Tom Lane wrote:
"Florian G. Pflug" <[EMAIL PROTECTED]> writes:
I just stumbled over the following behaviour, introduced with 8.3, and wondered if this is by design or an oversight.

No, this was in 8.2.
Ah, sorry - I'm porting an app from 8.1 straight to 8.3, and blindly
assumes that i'd have worked with 8.2...

If you define a domain over some existing type, constrain it to non-null values, and use that domain as a field type in a table definition, it seems to be impossible to declare pl/pgsql variables of that table's row type. The problem seems to be that upon declaration, the row variable is filled with nulls - but since the domain is marked not-null, that immediatly triggers an exception.

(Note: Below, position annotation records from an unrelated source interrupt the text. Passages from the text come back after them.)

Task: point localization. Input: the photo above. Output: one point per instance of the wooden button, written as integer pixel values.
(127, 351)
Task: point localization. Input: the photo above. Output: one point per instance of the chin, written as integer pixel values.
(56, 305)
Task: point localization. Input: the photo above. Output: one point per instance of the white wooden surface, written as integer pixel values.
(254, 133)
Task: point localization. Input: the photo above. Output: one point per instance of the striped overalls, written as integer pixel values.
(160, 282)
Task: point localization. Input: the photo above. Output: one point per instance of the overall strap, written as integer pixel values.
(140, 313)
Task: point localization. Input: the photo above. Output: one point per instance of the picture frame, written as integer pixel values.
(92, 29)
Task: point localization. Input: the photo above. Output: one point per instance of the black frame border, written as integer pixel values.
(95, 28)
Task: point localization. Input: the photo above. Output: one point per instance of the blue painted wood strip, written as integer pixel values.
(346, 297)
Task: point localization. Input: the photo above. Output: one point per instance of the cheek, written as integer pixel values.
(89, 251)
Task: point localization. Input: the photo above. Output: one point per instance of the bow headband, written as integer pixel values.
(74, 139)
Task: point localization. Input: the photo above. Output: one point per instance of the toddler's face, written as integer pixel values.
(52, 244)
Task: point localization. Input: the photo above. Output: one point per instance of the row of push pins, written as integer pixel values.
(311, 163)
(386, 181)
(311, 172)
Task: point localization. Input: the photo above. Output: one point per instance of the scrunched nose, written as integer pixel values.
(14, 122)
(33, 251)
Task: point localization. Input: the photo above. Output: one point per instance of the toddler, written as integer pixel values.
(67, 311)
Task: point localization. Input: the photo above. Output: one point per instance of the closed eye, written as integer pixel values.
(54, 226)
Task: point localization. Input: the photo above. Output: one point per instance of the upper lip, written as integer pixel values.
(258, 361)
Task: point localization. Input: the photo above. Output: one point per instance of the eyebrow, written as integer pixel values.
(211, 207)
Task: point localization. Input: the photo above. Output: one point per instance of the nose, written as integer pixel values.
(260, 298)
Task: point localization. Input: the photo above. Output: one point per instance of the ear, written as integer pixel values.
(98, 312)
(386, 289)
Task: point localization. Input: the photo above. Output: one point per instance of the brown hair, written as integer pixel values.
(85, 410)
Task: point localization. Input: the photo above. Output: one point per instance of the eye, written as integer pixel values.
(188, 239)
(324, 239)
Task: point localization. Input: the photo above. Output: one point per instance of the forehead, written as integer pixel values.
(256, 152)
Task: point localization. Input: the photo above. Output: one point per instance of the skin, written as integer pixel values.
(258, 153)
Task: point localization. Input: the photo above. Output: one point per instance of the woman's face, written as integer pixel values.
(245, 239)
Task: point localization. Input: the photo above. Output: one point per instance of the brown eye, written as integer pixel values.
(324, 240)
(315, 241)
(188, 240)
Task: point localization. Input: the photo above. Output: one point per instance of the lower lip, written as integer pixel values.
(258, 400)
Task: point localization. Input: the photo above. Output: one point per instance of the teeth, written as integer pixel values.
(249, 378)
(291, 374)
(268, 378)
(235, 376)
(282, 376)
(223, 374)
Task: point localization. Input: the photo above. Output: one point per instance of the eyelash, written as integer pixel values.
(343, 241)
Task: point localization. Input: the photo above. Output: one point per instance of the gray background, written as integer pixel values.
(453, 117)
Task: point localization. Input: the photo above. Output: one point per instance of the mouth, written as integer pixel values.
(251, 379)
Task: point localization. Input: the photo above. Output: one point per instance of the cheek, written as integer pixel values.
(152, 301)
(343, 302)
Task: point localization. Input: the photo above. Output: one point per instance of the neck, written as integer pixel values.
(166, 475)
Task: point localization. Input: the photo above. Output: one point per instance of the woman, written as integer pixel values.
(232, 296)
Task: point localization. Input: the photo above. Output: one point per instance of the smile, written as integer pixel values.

What else would you expect it to do?  AFAICS any other behavior would
 be contrary to spec.
It's the inconsistency between row types (where the not-null contraint
in the table definition *doesn't* prevent a declaration like "myvar
mytable" in pl/pgsql), and domains (where the not-null constraint *does*
prevent such a declaration) that bugs me.

Plus, the fact that we don't support "default" specifications in
pl/pgsql for row types turns this inconvenience into a major PITA,
forcing you to use "record" when you know that correct type perfectly
well...

Is there some difficulty in implementing row-type defaults, or is it
just that nobody cared enough about them to do the work?